RFE: don't re-test duplicate inputs

nick8325 / quickcheck

Automatic testing of Haskell programs.

Other

713 stars 119 forks source link

RFE: don't re-test duplicate inputs #272

Closed symbiont-sam-halliday closed 4 years ago

symbiont-sam-halliday commented 4 years ago

When writing a shrinker it is impossible to know which inputs have been previously attempted, and since forAllShrink has no notion of Eq a or Ord a it is not able to deduplicate.

It would be really efficient if there was an alternative forAllShrink that had an Ord a requirement and could therefore avoid running duplicate shrinks, making shrinking much faster for complex minimisations.

Note: I don't mean just running nub on the result of shrink. I mean checking the result of shrink against the list of everything that has already been attempted in order to determine if it succeeds or fails without actually doing the work again.

Lysxia commented 4 years ago

What kind of data are you trying to shrink that way? The problem doesn't seem to apply to tree-shaped data, even pairs (assuming the individual components don't have that problem in the first place), or am I missing something? That leaves primitives like numbers. Is the duplication actually significant?

Rather than a new shrinking strategy based on a shrink :: a -> [a] function, another solution is to use a binary tree of shrunk values, so that we go left if the current shrink passed the test, or we go right if it failed: that is expressive enough to let users encode any shrinking strategy, which may also keep the opportunity open for something more efficient than keeping track of a set of values that have been tried...

symbiont-sam-halliday commented 4 years ago

that's an interesting approach!

The kind of data I'm trying to shrink is too complex to explain in detail here (and also proprietary), it's a domain model containing a list of actions and there are only certain moves that I can make to transform those actions into other actions that keep the list valid.

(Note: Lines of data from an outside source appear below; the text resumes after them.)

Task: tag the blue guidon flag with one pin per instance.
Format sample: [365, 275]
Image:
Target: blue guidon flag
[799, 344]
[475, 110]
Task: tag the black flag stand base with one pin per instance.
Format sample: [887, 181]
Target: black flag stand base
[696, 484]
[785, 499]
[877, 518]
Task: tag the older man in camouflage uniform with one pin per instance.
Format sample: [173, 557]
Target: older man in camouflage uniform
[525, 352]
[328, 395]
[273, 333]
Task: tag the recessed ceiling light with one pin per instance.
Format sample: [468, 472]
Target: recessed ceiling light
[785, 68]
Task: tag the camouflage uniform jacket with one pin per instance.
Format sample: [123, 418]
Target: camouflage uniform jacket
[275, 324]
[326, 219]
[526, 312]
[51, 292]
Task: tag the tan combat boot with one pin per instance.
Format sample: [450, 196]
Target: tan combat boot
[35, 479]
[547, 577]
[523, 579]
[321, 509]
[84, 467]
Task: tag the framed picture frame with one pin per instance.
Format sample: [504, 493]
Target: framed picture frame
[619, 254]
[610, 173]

The kind of problem I'm coming up against is perhaps described in this much simplified example: imagine we have a list of actions

data Action = A | B | C | D

and we want to shrink [Action] -> [[Action]] at every step.

One rule I might apply is to remove one A, one B, etc. There might be more complex rules such as C can only be removed from the end, or only after Ds or somesuch.

This means we end up with duplicate tests because I might reach a node in the shrink graph by removing the first A then removing the first B. Or I could reach exactly the same state by removing the first B then removing the first A. Does that help explain?

kosmikus commented 4 years ago

For tricky scenarios, QuickCheck provides a way to write more sophisticated shrinkers using Shrinking / ShrinkState. Would that help in your situation?

symbiont-sam-halliday commented 4 years ago

I was not aware of this, thanks! https://hackage.haskell.org/package/QuickCheck-2.13.2/docs/Test-QuickCheck.html#t:Shrinking

I haven't used it yet, but it seems to allow me to do exactly what I want: do a lookup to make sure I don't produce shrinks that have previously been tested.

I am trying my best to avoid using Arbitrary, and instead manually passing generators and shrinkers. Not a terribly big deal, but it would be nice if there was a way to use it that way, e.g. a forAllShrinking.

Thanks! I'll reopen if that doesn't work out for me.

symbiont-sam-halliday commented 4 years ago

I tried to use this today and was reminded that I can't use Arbitrary because my Gen functions require a bunch of input context that I can't inject if I'm using the Arbitrary interface. I'll create a fresh ticket to be able to use Shrinking without the Arbitrary machinary.

symbiont-sam-halliday commented 4 years ago

I created https://github.com/nick8325/quickcheck/issues/273